Four banks are still paying out rock-bottom savings rates despite a succession of rate rises by the Bank of England over the past five months.
Barclays, the Government-backed National Savings & Investments, Allied Irish Bank and Citibank UK are still offering just 0.01pc interest on certain easy access accounts, according to analyst Moneyfacts.
This is despite the Bank of England raising base interest rates to their highest level since 2009. The Bank Rate is now 1.25pc after rising by 0.25 percentage points.
Banks have left savers exposed to rampant inflation by neglecting to pass on higher interest rates. The Bank of England has forecast inflation to climb to 11pc this year, the highest rate in almost four decades.
It means a saver with £10,000 in an easy access account paying 0.01pc would accrue just £1 of interest over the course of a year. But the real value after 11pc inflation had eroded the pot would be £9,010 – a loss of £991, according to analyst Savings Champion.
Anna Bowes, of the company, said: “After less than seven years your money will have halved in value. It would be worth £4,820 after seven years, a loss of £5,187. It’s really scary stuff.”
No accounts come close to matching the current 9pc rate of inflation.

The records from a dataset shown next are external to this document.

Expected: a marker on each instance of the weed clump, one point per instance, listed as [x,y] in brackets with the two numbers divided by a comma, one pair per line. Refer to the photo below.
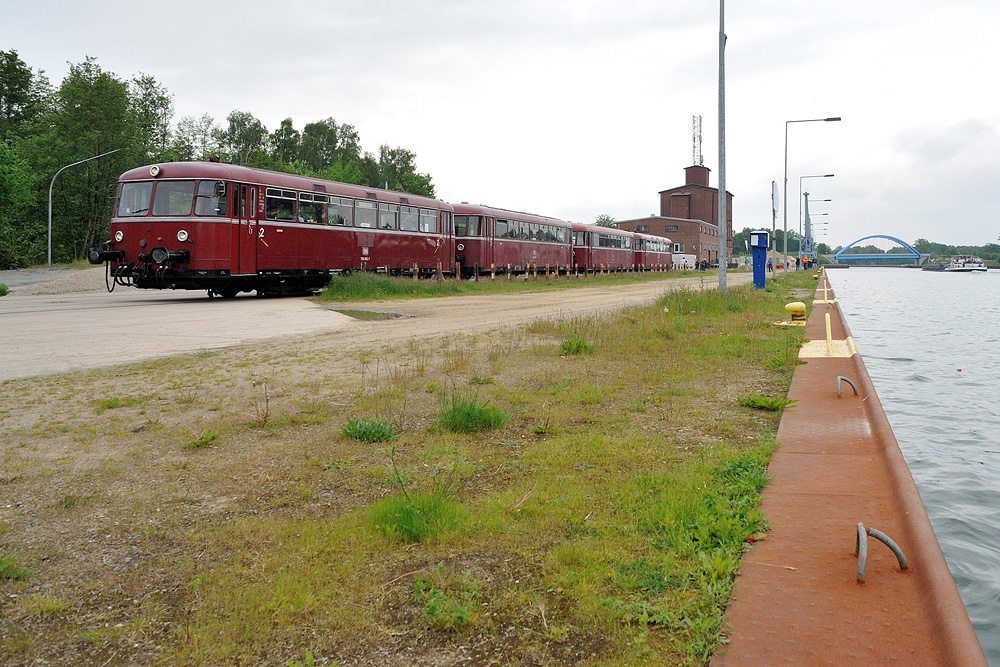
[10,569]
[468,415]
[765,402]
[366,430]
[420,515]
[576,346]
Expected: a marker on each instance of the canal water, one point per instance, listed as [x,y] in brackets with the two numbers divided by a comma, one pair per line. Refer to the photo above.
[931,343]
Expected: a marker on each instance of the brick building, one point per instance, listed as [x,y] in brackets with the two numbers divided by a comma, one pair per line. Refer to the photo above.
[688,217]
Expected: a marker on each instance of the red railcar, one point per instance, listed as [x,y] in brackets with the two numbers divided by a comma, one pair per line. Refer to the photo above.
[602,248]
[230,229]
[491,237]
[652,253]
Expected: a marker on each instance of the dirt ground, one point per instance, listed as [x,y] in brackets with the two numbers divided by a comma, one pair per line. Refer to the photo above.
[100,488]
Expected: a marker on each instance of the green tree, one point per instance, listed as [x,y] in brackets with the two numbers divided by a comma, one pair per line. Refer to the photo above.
[152,111]
[22,94]
[285,143]
[21,234]
[91,115]
[196,138]
[243,137]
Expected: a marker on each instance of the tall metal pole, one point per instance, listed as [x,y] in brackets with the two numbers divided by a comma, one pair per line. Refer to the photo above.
[785,203]
[723,204]
[54,182]
[801,236]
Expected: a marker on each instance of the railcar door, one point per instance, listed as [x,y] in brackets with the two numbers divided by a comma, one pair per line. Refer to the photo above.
[245,213]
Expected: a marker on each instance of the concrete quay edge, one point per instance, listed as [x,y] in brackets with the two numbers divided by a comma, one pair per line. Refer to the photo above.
[796,599]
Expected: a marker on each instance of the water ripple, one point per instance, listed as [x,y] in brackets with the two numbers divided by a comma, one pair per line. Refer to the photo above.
[936,380]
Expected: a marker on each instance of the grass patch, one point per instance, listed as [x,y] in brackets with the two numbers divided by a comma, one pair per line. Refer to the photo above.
[764,402]
[367,430]
[11,569]
[603,523]
[576,346]
[468,414]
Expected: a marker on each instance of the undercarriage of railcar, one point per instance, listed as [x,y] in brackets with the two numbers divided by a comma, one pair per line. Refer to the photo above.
[154,271]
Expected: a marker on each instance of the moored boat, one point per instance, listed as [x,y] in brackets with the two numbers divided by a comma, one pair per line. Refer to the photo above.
[965,263]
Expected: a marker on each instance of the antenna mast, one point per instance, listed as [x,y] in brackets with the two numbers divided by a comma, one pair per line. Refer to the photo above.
[696,157]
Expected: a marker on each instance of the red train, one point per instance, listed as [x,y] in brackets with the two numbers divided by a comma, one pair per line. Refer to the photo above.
[230,229]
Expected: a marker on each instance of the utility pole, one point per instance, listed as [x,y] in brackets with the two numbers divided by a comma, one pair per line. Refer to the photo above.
[723,227]
[54,182]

Sarah Coles, of stockbroker Hargreaves Lansdown, said: “The biggest issue is banks have so much cash at the moment after so many people deposited savings during lockdowns, and while it remains that way they have no incentive to increase rates.
“So savers really can’t be lulled into a false sense of hope, they really need to move for a better rate.”
None of the high street banks have passed on all four Bank Rate rises to customers.
A spokesman for Barclays said the bank was currently reviewing its savings rates in light of yesterday’s Bank of England decision, while an NS&I spokesman said it regularly reviewed its rates and recommended changes to HM Treasury “it believed were appropriate”. Allied Irish and Citibank UK did not respond to requests for comment.